Chocolate Eclairs / Profiteroles
Keto Fitness Club
Thank you Ross Morrison for sharing this recipe with us!
Makes 8 éclairs or profiteroles. Each one contains:
141 Calories / 2.1g Carbs / 2.7g Protein / 13.1g Fat
30g Ground Almonds
10g Coconut Flour
1/2 tsp Psyllium Husks
1/2 tsp Xanthan Gum
40g Unsalted Butter
A pinch of salt
1 Large Egg
1/2 tsp Vanilla Extract
1/2 tsp Baking Powder
40-50g 85% Dark Chocolate
60g Double Cream, whisked until soft peaks have formed
Preheat the oven to 220°C.
In a bowl add the ground almonds, coconut flour, psyllium husk, xanthan gum and mix.
In a small saucepan, add the water, 30g butter, sweetener and salt. Bring to the boil, stirring continuously.
Once combined, simmer gently and add the flour mixture. Stir continuously until completely combined and a dough ball forms. It should pull away from the pan walls. This takes 1-3 minutes.
Transfer the dough to a bowl and allow to cool for 5 minutes.

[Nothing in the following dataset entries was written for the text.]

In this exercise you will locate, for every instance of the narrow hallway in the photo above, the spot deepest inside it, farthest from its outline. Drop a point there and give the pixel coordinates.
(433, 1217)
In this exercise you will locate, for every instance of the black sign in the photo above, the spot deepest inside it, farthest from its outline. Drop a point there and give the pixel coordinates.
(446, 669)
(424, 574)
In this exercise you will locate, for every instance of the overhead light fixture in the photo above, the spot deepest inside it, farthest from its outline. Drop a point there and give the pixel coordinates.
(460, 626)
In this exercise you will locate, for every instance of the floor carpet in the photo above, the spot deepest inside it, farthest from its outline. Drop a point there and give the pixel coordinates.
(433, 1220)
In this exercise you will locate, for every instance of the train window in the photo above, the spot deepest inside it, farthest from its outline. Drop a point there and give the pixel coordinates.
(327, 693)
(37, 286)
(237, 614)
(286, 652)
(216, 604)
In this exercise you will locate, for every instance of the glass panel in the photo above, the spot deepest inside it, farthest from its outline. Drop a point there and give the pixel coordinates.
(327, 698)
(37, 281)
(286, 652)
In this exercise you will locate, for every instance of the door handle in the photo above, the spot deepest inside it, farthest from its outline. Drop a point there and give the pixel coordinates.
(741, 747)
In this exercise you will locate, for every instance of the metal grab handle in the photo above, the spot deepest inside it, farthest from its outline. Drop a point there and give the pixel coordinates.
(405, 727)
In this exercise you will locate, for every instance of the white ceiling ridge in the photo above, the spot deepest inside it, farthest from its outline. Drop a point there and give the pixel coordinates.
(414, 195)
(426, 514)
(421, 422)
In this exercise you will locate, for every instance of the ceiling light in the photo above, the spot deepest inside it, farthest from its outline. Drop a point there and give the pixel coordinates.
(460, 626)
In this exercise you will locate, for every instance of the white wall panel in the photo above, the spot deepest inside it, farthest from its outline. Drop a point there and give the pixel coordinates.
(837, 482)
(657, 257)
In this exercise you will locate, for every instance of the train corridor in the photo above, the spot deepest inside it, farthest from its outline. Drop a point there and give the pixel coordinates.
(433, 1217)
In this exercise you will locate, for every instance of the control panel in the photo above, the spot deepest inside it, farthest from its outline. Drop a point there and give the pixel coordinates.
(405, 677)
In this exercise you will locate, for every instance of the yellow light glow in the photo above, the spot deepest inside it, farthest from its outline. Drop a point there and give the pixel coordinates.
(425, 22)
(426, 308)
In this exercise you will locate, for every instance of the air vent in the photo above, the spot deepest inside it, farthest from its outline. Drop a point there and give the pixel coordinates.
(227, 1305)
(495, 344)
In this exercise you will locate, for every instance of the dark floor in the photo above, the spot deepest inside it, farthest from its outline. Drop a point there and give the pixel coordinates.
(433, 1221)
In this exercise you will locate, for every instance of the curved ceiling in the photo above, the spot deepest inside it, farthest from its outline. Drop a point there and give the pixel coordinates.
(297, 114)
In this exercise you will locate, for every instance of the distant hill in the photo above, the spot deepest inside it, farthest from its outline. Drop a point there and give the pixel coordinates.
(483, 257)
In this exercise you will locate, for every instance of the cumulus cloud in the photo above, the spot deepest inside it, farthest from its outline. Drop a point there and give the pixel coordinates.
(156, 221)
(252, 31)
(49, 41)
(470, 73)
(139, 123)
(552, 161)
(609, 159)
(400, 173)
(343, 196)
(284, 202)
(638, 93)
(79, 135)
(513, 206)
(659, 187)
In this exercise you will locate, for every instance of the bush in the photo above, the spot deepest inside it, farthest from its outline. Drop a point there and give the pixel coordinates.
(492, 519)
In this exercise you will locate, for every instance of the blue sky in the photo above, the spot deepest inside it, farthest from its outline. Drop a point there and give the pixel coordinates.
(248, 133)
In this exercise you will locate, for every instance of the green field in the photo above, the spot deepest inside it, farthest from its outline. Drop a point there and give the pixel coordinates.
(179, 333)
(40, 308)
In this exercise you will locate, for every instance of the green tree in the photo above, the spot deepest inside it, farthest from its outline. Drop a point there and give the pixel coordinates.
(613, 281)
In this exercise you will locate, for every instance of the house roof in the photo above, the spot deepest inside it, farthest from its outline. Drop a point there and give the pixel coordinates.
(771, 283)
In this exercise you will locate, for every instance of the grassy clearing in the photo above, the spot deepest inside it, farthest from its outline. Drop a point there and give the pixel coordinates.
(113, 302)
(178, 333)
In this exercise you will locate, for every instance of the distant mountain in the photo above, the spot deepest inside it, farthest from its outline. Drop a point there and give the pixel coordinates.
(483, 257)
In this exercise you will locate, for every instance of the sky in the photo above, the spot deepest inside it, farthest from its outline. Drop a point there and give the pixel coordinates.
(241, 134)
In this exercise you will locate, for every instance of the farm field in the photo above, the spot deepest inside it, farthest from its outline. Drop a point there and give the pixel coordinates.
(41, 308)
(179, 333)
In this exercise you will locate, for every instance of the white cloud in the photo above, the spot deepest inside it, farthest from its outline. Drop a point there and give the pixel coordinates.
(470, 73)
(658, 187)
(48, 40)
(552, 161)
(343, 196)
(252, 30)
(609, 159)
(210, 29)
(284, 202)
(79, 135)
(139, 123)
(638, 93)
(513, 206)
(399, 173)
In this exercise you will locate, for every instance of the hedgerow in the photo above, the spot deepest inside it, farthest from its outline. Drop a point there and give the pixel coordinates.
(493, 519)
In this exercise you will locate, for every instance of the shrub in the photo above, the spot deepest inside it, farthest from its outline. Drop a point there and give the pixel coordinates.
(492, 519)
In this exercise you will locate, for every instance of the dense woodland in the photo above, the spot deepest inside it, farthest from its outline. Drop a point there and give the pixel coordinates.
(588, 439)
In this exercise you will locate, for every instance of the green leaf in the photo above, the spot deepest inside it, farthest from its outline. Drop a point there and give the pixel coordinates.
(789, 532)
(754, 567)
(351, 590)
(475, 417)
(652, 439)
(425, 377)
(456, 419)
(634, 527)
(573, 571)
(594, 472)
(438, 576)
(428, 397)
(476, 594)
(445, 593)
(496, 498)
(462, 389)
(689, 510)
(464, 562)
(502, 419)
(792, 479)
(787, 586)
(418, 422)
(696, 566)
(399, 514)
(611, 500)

Slowly add the egg whilst mixing continuously for 2 minutes.
Mix in the vanilla extract and baking powder.
Allow the dough to rest for 10 minutes.
Line a baking tray with greaseproof baking paper and spoon the dough into a piping bag (I used a strong freezer bag).
Pipe into 8 equal éclair of profiterole shapes.
Wet your fingers to smooth off any rough edges to give an even rise.
Bake for 15 minutes, then lower the temperature to 180°C and cook for a further 10-15 minutes.
Allow the éclairs/profiteroles to cool completely.
Slice your éclairs/profiteroles in half and fill each one with whipped cream.
Melt the chocolate and remaining butter and divide over the top of your pastries. Allow to set.